当download.file花费的时间太长时,跳至下一个迭代 [英] Skip to the next iteration when download.file takes too long
问题描述
我一直在尝试跳过耗时太长的download.file
迭代,尽管我尝试了一些类似的
I have been trying to skip a iteration of download.file
that takes too long and it is not working accordingly, though I've tried some similar answers to my problem. I've set an example below with the code that I have been using. My main problem is that some of the IDs (from the vec
object below) that I am using to extract the .csv files do not possess a related .csv file and the URL does not work adequately -- I believe it keeps trying the URL until it gets a response, which it does not, and the loop starts taking too long. How can I skip an ID if download.file
starts taking too long?
library(stringr)
library(R.utils)
vec=c("05231992000181","00628708000191","05816554000185", "01309949000130","07098414000144", "07299568000102", "12665438000178", "63599658000181", "12755123000111", "12376766000154",
"11890564000163", "04401095000106", "11543768000128", "10695634000160", "34931022000197", "10422225000190",
"09478854000152", "12682106000100", "11581441000140", "10545688000149", "10875891000183", "13095498000165",
"10809607000170", "07976466000176", "11422211000139", "41205907000174", "08326720000153", "06910908000119",
"04196935000227", "02323120000155", "96560701000154")
for (i in seq_along(vec)) {
url = paste0("http://compras.dados.gov.br/licitacoes/v1/licitacoes.csv?cnpj_vencedor=", vec[i])
tryCatch(expr = {evalWithTimeout(download.file(url,
destfile = paste0("C:/Users/Username/Desktop/example_file/",vec[i],".csv"),
mode="wb"), timeout=3)},
error=function(ex) cat("Timeout.
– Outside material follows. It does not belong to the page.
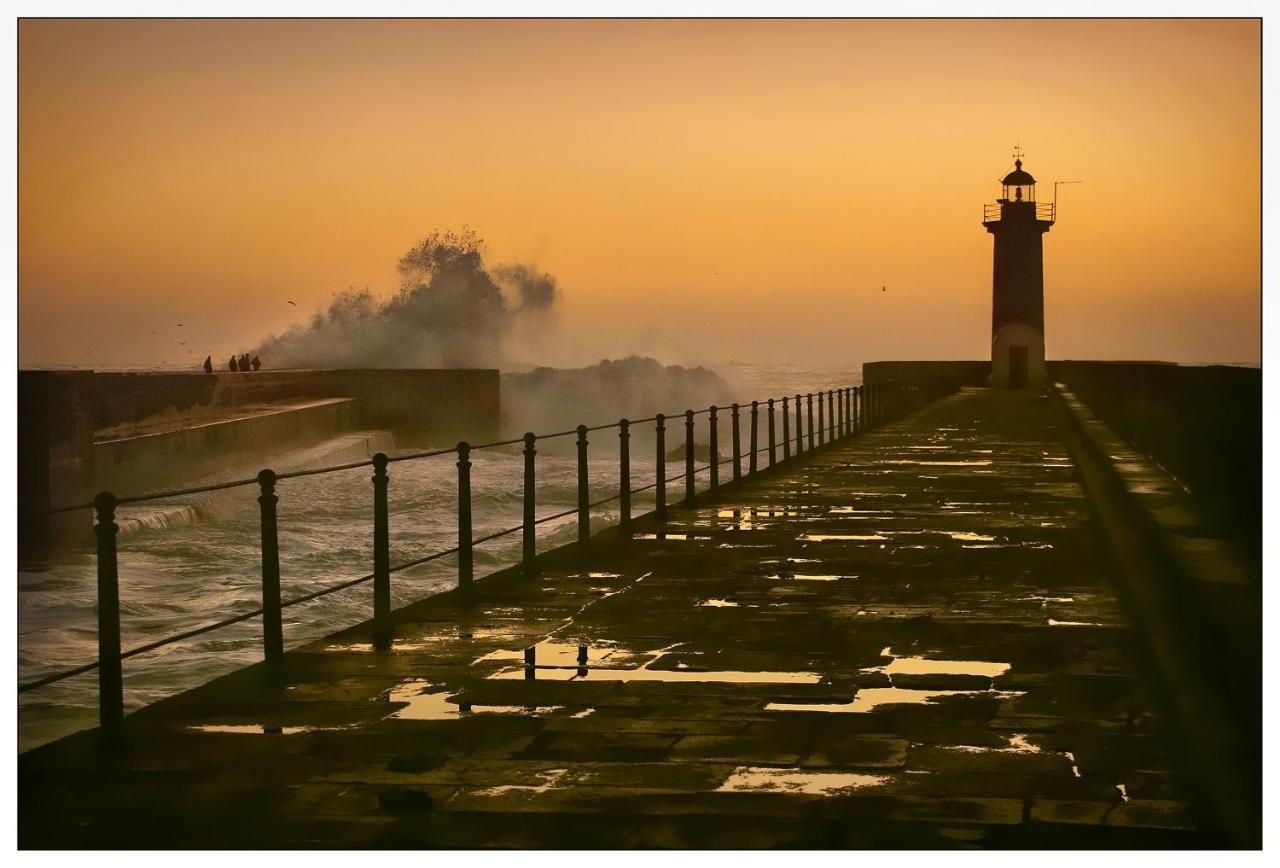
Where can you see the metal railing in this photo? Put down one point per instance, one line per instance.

Skipping.\n"))
print(i)
}
推荐答案
在可能的情况下,HTTP状态是一种处理这种情况的有效方法,但是如果服务器没有响应,则可以使用httr::timeout
设置超时,传递给httr::GET
.通过tidyverse将所有内容保存在整洁的数据框列表列中,
When possible, HTTP status is an efficient way to deal with this situation, but if the server is not responding, you can set a timeout with httr::timeout
, passed to httr::GET
. Keeping everything in neat data frame list columns via the tidyverse,
library(dplyr)
library(purrr)
base_url <- "http://compras.dados.gov.br/licitacoes/v1/licitacoes.csv?cnpj_vencedor="
df <- data_frame(cnpj_vencedor = c("05231992000181", "00628708000191", "05816554000185", "01309949000130","07098414000144", "07299568000102", "12665438000178", "63599658000181", "12755123000111", "12376766000154", "11890564000163", "04401095000106", "11543768000128", "10695634000160", "34931022000197", "10422225000190", "09478854000152", "12682106000100", "11581441000140", "10545688000149", "10875891000183", "13095498000165","10809607000170", "07976466000176", "11422211000139", "41205907000174", "08326720000153", "06910908000119", "04196935000227", "02323120000155", "96560701000154"))
df <- df %>%
# iterate GET over URLs, modified by `purrr::safely` to return a list of
# the result and the error (NULL where appropriate), with timeout set
mutate(response = map(paste0(base_url, cnpj_vencedor),
safely(httr::GET), httr::timeout(3)))
df <- df %>%
# extract response (drop errors)
mutate(response = map(response, 'result'),
# where there is a response, extract its data
data = map_if(response, negate(is.null), httr::content))
df
#> # A tibble: 31 x 3
#> cnpj_vencedor response data
#> <chr> <list> <list>
#> 1 05231992000181 <S3: response> <tibble [49 × 18]>
#> 2 00628708000191 <S3: response> <NULL>
#> 3 05816554000185 <S3: response> <tibble [1 × 18]>
#> 4 01309949000130 <S3: response> <NULL>
#> 5 07098414000144 <NULL> <NULL>
#> 6 07299568000102 <NULL> <NULL>
#> 7 12665438000178 <NULL> <NULL>
#> 8 63599658000181 <NULL> <NULL>
#> 9 12755123000111 <NULL> <NULL>
#> 10 12376766000154 <NULL> <NULL>
#> # ... with 21 more rows
这篇关于当download.file花费的时间太长时,跳至下一个迭代的文章就介绍到这了,希望我们推荐的答案对大家有所帮助,也希望大家多多支持IT屋!